Facts about Lena Horne
Lena Horne Biography
A pioneer among African-American performers, Lena Horne had the talent, beauty and ambition to crack the race barrier in Hollywood in the 1940s.
A smooth singer of bluesy ballads, Lena Horne appeared onstage in Harlem when she was only 14 years old, and by age 16 she was singing in the famous Cotton Club. Eventually she made her way into films, starring in the popular 1943 musicals Stormy Weather (with the tap-dancing The Nicholas Brothers) and Cabin in the Sky (with jazz legend Louis Armstrong). She appeared in more than 20 films in all.
In later years she continued to sing in clubs and was a steady presence on TV and radio; her active career spanned six decades. Her Broadway musical retrospective, Lena Horne: The Lady and Her Music, ran for 333 performances in 1981-82.

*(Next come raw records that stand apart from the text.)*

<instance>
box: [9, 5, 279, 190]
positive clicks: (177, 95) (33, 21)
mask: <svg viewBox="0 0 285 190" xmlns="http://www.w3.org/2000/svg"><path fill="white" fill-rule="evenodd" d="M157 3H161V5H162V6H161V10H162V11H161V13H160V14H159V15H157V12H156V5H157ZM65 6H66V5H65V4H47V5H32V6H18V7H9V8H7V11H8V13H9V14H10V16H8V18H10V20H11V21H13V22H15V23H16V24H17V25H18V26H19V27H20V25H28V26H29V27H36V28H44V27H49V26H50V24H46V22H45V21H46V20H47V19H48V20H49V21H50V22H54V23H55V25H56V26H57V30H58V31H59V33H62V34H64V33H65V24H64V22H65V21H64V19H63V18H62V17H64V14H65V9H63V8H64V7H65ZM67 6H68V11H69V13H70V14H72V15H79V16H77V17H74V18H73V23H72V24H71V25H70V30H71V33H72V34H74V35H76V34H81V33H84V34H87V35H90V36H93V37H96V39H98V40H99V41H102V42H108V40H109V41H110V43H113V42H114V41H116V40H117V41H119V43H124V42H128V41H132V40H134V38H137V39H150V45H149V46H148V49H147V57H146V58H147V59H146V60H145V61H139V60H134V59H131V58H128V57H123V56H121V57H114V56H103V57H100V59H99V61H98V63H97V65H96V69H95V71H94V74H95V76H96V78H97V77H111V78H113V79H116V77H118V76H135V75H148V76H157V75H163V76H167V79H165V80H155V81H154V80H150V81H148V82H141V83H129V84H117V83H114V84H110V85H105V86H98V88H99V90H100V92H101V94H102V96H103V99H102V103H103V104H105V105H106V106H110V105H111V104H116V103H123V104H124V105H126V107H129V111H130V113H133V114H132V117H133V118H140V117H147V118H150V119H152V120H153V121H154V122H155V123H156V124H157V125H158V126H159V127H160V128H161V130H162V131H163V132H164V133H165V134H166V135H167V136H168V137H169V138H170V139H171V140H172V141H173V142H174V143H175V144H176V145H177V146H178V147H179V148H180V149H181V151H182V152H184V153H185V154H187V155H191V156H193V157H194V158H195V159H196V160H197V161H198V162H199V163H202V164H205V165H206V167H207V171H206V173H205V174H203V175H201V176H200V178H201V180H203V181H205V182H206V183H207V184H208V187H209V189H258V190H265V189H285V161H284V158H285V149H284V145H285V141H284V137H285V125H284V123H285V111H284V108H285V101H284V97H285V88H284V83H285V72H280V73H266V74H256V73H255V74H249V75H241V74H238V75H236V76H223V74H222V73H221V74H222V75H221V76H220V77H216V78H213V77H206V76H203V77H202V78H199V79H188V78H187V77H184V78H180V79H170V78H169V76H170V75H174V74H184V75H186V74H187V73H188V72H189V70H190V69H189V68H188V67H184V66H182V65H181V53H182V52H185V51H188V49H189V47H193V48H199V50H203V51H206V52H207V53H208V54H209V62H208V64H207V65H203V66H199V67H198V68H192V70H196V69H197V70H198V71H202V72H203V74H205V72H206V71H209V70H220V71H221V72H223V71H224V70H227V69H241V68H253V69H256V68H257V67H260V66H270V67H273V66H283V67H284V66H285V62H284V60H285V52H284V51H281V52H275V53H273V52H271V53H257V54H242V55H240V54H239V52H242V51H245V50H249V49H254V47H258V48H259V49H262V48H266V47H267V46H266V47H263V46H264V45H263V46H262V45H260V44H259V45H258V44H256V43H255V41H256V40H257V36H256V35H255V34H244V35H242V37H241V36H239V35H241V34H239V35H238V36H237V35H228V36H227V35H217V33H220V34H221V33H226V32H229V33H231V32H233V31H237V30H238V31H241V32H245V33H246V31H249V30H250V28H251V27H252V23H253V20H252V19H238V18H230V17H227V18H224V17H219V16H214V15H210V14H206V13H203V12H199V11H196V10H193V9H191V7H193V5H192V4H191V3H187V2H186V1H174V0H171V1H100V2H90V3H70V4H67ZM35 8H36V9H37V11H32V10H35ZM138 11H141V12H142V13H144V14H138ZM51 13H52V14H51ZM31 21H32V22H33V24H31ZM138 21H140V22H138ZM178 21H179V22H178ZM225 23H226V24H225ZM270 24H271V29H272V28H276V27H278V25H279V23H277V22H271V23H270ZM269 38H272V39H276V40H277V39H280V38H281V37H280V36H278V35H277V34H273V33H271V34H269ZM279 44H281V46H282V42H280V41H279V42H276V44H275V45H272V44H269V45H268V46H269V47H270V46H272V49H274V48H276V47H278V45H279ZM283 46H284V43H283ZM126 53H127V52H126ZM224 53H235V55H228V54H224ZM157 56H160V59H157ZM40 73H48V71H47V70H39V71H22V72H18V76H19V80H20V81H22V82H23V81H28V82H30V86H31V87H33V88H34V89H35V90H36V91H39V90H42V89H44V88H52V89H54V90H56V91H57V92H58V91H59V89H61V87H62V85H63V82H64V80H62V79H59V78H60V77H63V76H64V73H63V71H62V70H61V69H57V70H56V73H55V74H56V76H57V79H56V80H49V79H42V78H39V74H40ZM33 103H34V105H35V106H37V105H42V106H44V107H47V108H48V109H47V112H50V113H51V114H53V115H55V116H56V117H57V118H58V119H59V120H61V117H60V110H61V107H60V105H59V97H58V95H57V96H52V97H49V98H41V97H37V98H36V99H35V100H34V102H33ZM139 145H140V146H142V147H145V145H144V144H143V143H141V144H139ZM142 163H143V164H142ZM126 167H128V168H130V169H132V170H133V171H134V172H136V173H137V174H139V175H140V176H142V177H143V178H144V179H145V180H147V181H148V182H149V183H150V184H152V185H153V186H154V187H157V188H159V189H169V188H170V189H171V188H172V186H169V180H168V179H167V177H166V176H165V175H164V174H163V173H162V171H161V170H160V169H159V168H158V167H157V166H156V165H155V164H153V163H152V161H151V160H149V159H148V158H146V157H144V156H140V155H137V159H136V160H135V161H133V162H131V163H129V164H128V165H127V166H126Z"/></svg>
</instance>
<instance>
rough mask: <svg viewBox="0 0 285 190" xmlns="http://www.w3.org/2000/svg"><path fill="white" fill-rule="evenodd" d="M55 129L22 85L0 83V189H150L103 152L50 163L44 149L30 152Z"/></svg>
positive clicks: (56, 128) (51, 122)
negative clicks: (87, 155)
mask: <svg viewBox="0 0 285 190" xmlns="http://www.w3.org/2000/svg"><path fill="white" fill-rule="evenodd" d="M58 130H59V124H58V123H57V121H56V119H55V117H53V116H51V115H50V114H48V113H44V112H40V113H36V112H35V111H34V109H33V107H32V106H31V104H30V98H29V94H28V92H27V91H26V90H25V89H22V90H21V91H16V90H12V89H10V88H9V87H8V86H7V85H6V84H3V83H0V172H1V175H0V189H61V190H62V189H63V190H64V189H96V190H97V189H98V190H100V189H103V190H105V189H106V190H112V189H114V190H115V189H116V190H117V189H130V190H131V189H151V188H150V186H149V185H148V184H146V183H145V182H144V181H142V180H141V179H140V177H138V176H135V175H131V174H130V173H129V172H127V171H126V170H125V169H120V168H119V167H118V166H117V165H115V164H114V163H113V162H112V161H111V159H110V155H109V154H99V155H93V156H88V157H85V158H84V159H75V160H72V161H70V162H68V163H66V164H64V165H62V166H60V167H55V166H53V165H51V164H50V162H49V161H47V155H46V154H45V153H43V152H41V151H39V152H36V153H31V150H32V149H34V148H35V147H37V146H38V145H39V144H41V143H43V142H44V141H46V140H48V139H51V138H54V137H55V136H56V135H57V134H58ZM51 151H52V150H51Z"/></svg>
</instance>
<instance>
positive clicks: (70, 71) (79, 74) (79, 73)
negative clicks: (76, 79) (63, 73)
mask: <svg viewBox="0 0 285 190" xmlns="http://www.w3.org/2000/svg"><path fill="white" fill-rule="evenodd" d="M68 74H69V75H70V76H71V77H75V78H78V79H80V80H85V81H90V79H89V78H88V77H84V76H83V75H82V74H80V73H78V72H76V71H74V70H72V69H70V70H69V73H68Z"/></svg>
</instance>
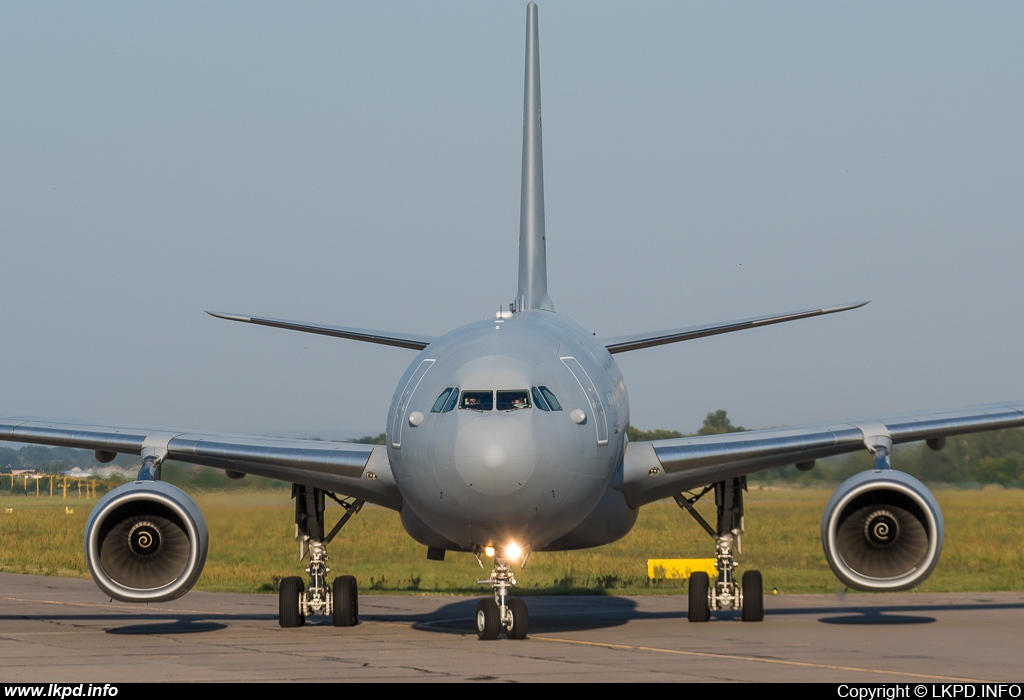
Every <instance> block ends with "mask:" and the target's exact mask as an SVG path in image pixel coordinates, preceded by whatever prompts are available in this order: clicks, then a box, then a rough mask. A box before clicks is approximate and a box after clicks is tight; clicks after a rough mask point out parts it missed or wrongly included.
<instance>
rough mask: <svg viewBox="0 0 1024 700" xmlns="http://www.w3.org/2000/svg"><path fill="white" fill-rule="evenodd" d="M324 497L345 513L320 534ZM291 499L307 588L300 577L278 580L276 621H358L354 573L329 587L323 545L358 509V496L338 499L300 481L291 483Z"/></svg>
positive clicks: (284, 621)
mask: <svg viewBox="0 0 1024 700" xmlns="http://www.w3.org/2000/svg"><path fill="white" fill-rule="evenodd" d="M325 496H330V497H331V498H332V499H333V500H334V501H336V502H337V504H338V505H339V506H341V507H342V508H343V509H345V515H343V516H342V517H341V520H339V521H338V524H337V525H335V526H334V528H332V530H331V532H329V533H328V534H327V535H325V534H324V509H325V505H326V498H325ZM292 497H293V498H295V538H296V539H297V540H298V541H299V560H300V561H301V560H303V559H305V558H306V556H307V555H308V556H309V566H308V567H307V568H306V573H307V574H309V587H308V588H306V587H305V585H304V582H303V580H302V578H301V577H300V576H289V577H287V578H283V579H282V580H281V590H280V597H279V617H278V621H279V622H280V623H281V626H282V627H301V626H302V625H303V624H305V622H306V615H313V614H321V615H329V616H331V620H332V622H334V626H336V627H350V626H352V625H354V624H355V623H357V622H358V621H359V598H358V590H357V587H356V584H355V577H354V576H338V577H337V578H335V579H334V583H333V584H332V585H331V586H330V587H329V586H328V583H327V575H328V574H329V573H330V572H331V569H330V568H328V566H327V559H328V557H327V545H328V544H329V543H330V542H331V540H332V539H334V536H335V535H336V534H338V532H339V531H340V530H341V528H342V527H344V526H345V523H347V522H348V519H349V518H351V517H352V516H353V515H355V514H356V513H358V512H359V509H361V508H362V504H364V501H362V500H361V499H359V498H344V499H343V498H338V497H337V496H336V495H335V494H334V493H330V492H328V491H323V490H321V489H318V488H308V487H306V486H302V485H300V484H293V485H292Z"/></svg>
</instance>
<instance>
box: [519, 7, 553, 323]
mask: <svg viewBox="0 0 1024 700" xmlns="http://www.w3.org/2000/svg"><path fill="white" fill-rule="evenodd" d="M522 113H523V114H522V199H521V200H520V204H519V294H518V295H517V297H516V310H517V311H524V310H525V309H545V310H547V311H554V310H555V305H554V304H552V303H551V298H550V297H548V254H547V249H546V244H545V235H544V149H543V147H542V143H541V45H540V42H539V40H538V31H537V3H535V2H531V3H529V4H528V5H526V78H525V89H524V90H523V108H522Z"/></svg>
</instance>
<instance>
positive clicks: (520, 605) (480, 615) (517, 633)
mask: <svg viewBox="0 0 1024 700" xmlns="http://www.w3.org/2000/svg"><path fill="white" fill-rule="evenodd" d="M476 582H477V583H486V584H487V585H489V586H490V587H492V588H493V589H494V592H495V598H494V600H492V599H489V598H485V599H483V600H482V601H480V602H479V603H478V604H477V606H476V636H477V637H479V638H480V639H481V640H497V639H498V635H499V633H500V632H501V630H502V629H503V628H504V629H505V632H506V635H508V638H509V639H510V640H524V639H526V635H527V633H529V611H528V610H527V609H526V603H525V601H523V600H522V599H521V598H510V597H509V596H508V592H509V588H510V587H511V586H513V585H515V576H514V575H513V574H512V567H511V566H510V565H509V563H508V560H506V559H505V558H504V557H498V556H496V557H495V568H494V569H493V570H492V572H490V576H489V577H487V578H483V579H477V581H476Z"/></svg>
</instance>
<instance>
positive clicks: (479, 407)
mask: <svg viewBox="0 0 1024 700" xmlns="http://www.w3.org/2000/svg"><path fill="white" fill-rule="evenodd" d="M459 407H460V408H469V409H471V410H490V409H493V408H494V407H495V393H494V392H493V391H464V392H462V401H460V402H459Z"/></svg>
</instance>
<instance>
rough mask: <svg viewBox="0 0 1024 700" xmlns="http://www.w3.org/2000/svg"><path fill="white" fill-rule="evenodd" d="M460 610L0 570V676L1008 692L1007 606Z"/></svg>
mask: <svg viewBox="0 0 1024 700" xmlns="http://www.w3.org/2000/svg"><path fill="white" fill-rule="evenodd" d="M477 600H478V599H475V598H457V597H447V596H368V595H362V596H360V598H359V616H360V623H359V624H358V625H356V626H354V627H349V628H336V627H333V626H331V625H330V624H329V623H328V621H327V620H313V621H311V623H309V624H307V625H306V626H305V627H300V628H294V629H283V628H281V627H280V626H278V618H276V597H275V596H258V595H237V594H211V593H204V592H193V593H189V594H188V595H186V596H185V597H184V598H181V599H179V600H177V601H173V602H170V603H160V604H153V605H141V606H139V605H128V604H123V603H118V602H111V601H109V600H108V599H106V598H104V597H103V595H102V594H101V593H100V592H99V589H98V588H97V587H96V586H95V584H93V583H92V581H89V580H78V579H67V578H48V577H43V576H25V575H17V574H0V659H2V663H0V681H3V682H6V683H16V682H36V683H39V682H91V683H119V682H121V683H124V682H141V681H147V682H153V681H158V682H159V681H213V682H218V681H223V682H228V681H234V682H237V681H250V682H257V681H279V682H281V681H343V680H344V681H364V682H373V681H378V682H389V683H395V682H419V683H422V682H431V681H445V682H452V681H520V682H523V681H525V682H530V681H554V682H559V681H565V682H579V681H586V682H598V683H607V682H612V683H614V682H638V681H639V682H645V681H703V682H720V681H753V682H782V681H785V682H791V681H795V682H843V683H872V684H873V683H910V684H931V683H951V682H956V681H992V682H1011V683H1012V682H1020V681H1022V680H1024V665H1022V663H1021V658H1024V635H1022V630H1024V594H1019V593H1012V594H1008V593H995V594H899V595H895V594H887V595H853V594H850V595H843V596H771V597H768V598H767V599H766V601H765V608H766V611H767V616H766V619H765V621H764V622H762V623H744V622H741V621H740V620H739V618H738V615H735V614H731V613H728V614H722V615H719V616H718V617H717V618H715V619H713V620H712V621H711V622H709V623H690V622H688V621H687V620H686V612H685V609H686V599H685V597H674V596H671V597H670V596H648V597H614V596H608V597H596V596H595V597H564V598H562V597H530V598H526V603H527V606H528V607H529V612H530V635H529V639H527V640H523V641H509V640H506V639H504V638H502V639H500V640H498V641H496V642H480V641H479V640H477V639H476V635H475V630H474V628H473V614H474V611H475V606H476V601H477Z"/></svg>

She was showered with awards near the end of her career, among them a special Tony Award (1981), Kennedy Center Honors (1984), and a Grammy Lifetime Achievement Award (1989).
Extra credit
Lena Horne was due to be played by Janet Jackson in a 2004 TV biopic titled Lena, but Horne barred Jackson from taking the part after Jackson flashed her near-naked breast during the halftime show of the 2004 Super Bowl. The movie was never made… Lena Horne was a longtime spokesperson for Sanka instant coffee, often singing a variation on the old Ink Spots pop hit “Java Jive”: “I love coffee, I love tea, I love my Sanka ’cause it loves me.”